Reserve Officer Training Corps Provides Leadership Experience

Army ROTC captain, Christopher Torres, stood behind his desk in uniform and pointed down at the large monthly office calendar atop his desk. He said that ROTC was holding an event where members of the program would read to elementary school children.

“We do stuff like that all of the time,” he said.

To members of ROTC, community service is only one part of the leadership training that they are exposed to. According to Nelson VanDenburgh, a senior communication major with a concentration in public relations, and the public affairs officer for the university’s ROTC program, the goal of the Reserve Officer Training Corps (ROTC) is to “prepare college students to go into the military as officers.”

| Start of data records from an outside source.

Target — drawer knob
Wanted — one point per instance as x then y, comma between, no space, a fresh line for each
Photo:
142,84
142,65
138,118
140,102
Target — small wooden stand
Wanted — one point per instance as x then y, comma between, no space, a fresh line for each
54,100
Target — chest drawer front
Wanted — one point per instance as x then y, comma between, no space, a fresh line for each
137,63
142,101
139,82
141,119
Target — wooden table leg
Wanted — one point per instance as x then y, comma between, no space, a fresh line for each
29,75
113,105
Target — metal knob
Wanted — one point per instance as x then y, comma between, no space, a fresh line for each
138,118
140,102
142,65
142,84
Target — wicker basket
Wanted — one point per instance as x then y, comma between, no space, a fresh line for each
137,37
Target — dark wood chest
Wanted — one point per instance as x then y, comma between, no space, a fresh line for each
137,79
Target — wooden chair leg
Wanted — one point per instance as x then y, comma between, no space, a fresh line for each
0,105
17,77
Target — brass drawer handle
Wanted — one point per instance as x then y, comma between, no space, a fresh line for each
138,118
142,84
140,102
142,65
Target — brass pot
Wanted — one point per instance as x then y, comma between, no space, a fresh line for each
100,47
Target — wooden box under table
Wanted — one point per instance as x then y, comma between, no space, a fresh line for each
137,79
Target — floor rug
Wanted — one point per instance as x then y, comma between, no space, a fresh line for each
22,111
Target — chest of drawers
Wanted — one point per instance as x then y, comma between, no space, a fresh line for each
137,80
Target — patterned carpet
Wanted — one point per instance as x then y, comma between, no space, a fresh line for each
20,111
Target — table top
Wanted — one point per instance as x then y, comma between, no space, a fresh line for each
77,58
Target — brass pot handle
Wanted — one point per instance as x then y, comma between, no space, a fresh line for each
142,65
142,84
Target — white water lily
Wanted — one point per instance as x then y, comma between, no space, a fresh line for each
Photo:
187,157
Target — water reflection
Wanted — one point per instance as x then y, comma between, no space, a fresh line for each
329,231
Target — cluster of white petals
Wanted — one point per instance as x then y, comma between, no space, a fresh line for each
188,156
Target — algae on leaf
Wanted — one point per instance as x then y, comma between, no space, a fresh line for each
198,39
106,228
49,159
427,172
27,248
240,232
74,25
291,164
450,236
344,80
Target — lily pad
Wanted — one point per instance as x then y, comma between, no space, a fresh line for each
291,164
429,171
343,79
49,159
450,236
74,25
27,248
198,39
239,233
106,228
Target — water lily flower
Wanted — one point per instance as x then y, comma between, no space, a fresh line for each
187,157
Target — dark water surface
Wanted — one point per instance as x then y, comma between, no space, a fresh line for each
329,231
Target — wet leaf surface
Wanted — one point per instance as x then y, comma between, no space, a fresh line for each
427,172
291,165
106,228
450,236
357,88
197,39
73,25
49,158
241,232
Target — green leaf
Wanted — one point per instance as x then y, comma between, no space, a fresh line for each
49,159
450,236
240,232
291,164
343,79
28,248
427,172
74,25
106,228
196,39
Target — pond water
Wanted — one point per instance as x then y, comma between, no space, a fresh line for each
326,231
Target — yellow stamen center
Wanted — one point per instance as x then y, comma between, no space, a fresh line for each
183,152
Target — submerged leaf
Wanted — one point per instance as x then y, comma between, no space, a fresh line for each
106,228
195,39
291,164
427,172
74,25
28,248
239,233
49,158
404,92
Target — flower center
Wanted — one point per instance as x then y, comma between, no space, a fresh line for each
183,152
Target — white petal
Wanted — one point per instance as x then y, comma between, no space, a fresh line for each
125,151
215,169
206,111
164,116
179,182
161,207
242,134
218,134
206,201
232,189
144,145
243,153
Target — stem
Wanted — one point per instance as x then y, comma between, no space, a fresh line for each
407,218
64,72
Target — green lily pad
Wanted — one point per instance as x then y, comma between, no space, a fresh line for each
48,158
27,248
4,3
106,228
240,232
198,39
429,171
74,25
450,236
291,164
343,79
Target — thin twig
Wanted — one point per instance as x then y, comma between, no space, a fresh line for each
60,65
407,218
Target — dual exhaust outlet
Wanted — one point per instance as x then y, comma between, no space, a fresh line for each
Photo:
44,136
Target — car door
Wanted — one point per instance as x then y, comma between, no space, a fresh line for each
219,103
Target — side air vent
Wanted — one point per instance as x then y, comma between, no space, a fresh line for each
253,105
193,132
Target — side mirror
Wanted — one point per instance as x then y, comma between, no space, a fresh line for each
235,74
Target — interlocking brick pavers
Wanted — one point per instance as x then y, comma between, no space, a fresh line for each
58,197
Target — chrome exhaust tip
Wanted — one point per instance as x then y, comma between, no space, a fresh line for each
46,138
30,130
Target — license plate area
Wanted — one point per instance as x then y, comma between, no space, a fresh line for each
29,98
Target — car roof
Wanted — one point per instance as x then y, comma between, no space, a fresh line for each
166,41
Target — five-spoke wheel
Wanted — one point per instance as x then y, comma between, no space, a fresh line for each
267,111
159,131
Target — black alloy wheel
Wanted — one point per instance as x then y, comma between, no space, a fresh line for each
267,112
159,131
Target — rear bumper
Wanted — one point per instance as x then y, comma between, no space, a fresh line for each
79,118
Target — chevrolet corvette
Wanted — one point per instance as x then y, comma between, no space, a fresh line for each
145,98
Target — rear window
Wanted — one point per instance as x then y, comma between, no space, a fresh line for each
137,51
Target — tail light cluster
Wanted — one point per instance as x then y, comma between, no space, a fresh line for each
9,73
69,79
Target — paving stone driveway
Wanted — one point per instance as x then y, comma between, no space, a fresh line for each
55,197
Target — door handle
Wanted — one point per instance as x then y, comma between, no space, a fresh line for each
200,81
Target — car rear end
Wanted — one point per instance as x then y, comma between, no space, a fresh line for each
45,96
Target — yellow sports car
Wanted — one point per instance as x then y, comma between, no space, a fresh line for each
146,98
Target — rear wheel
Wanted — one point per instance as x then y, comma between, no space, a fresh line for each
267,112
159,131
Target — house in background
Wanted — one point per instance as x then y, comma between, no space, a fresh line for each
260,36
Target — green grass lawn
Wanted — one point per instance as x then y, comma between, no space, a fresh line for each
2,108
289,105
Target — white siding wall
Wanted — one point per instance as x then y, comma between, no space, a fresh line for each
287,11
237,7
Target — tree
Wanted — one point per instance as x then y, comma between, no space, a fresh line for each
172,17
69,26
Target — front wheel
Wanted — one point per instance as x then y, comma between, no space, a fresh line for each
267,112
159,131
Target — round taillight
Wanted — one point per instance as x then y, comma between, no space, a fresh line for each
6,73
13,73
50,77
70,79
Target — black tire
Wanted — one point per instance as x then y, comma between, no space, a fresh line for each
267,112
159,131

“ROTC is just a great way to gain some great leadership opportunities and abilities,” said VanDenburgh. “I’ve learned so much through ROTC about myself that I wouldn’t have known otherwise.”

ROTC leadership training comes in the form of military science classes, labs, and even formal and informal counseling by advisors. After taking the military science classes and progressing in their college careers, senior ROTC students begin taking over and planning all of the training and events for the program.

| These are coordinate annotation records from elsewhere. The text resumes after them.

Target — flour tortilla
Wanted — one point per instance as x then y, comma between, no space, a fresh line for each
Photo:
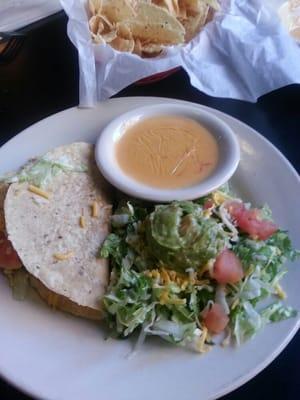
3,191
39,228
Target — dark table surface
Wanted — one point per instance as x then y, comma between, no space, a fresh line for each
43,79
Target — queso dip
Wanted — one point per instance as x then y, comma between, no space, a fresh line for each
167,152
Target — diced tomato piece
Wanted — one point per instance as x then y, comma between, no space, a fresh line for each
215,319
235,209
227,268
208,204
8,257
249,221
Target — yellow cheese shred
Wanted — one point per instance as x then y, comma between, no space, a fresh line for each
95,210
63,256
38,191
82,221
280,292
201,345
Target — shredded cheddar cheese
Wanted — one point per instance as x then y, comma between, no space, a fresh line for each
280,292
165,277
82,221
166,299
63,256
201,345
95,210
235,303
219,197
38,191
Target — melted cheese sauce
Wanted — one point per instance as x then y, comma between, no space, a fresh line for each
167,152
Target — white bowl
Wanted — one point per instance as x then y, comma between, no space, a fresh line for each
229,153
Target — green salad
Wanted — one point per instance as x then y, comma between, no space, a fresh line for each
186,271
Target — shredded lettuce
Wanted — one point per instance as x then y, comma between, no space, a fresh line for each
40,172
161,258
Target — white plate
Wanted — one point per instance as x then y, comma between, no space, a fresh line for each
56,356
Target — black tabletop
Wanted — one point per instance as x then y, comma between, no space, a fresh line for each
42,78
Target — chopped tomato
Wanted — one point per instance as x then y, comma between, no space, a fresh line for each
227,268
215,319
208,204
249,221
8,257
235,209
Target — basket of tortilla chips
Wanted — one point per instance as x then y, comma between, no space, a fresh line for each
145,28
229,48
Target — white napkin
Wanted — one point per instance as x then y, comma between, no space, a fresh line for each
15,14
242,54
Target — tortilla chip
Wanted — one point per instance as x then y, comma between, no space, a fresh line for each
121,44
117,10
193,24
95,6
151,50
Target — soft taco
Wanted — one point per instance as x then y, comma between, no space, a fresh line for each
55,217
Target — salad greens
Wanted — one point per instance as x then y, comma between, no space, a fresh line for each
41,171
162,281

“A lot of the military science is also tied directly with leadership,” said Torres. “We’ll cover basics like different leadership attributes, what the army says is important, how they evaluate you as a leader. But there are also some things specific to the labs that we do on Fridays which is tactically focused. They’re kind of woven together.”

ROTC students aren’t only focused on learning in the classroom, but also on training physically outside of the classroom.

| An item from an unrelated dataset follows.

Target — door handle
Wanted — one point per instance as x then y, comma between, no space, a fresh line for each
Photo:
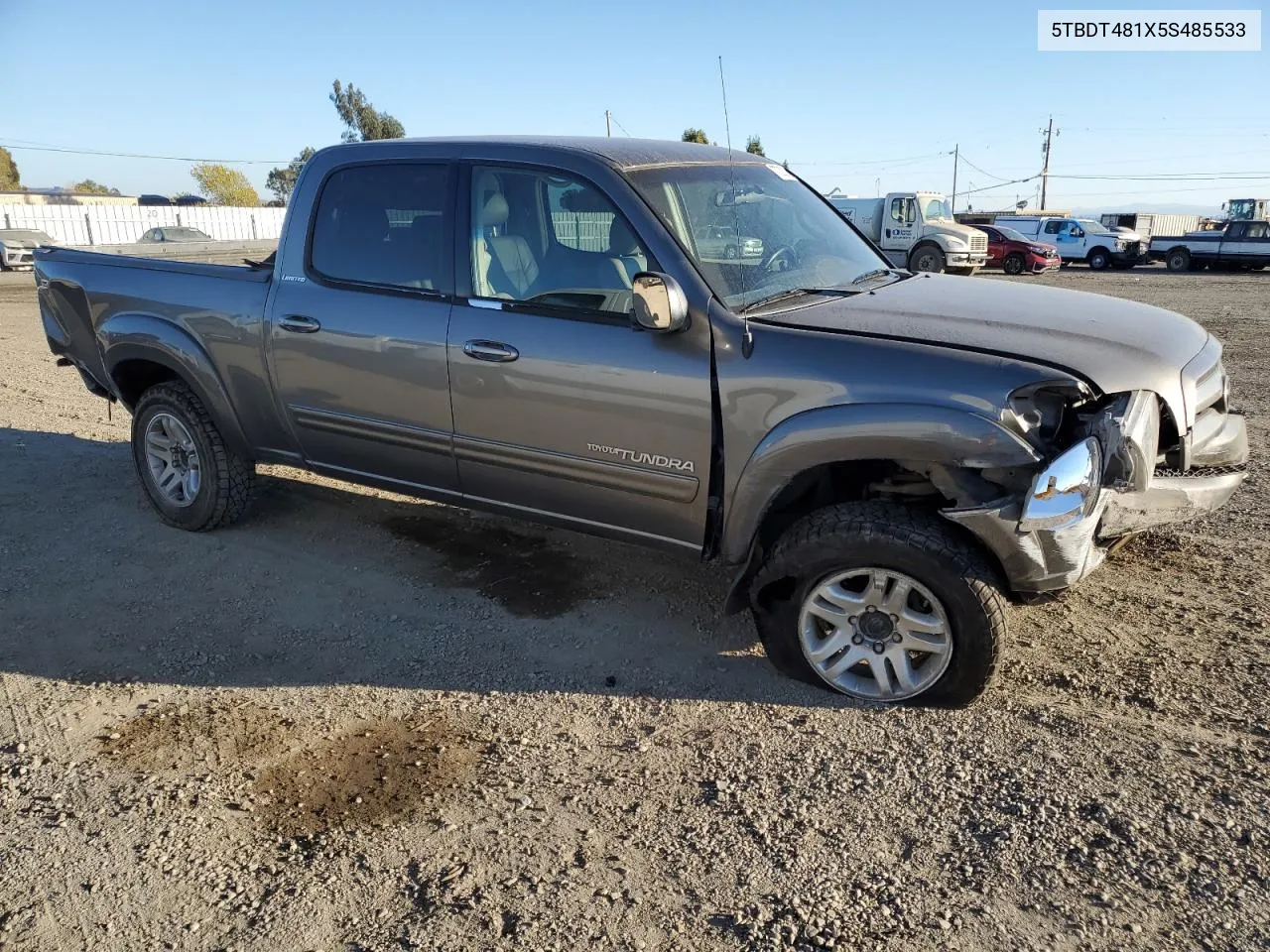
299,324
490,350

“We usually do at least three days of PT a week. PT is physical training, so we’re working out from 5:30-6 a.m. to 7 a.m. every Monday, Wednesday, Friday,” said VanDenburgh. “Then we also do combat oriented PT on Thursdays too, so we alternate with that.”

Despite all of the class and physical stress, VanDenburgh said that the most stressful part about ROTC was “balancing college life with military life.”

But according to Torres, all of the work is worth it in the end when and if members of the ROTC program qualify for a scholarship. Those who end up with a scholarship from the program end up signing a contract, committing themselves to some form of service in the armed forces upon graduating from school.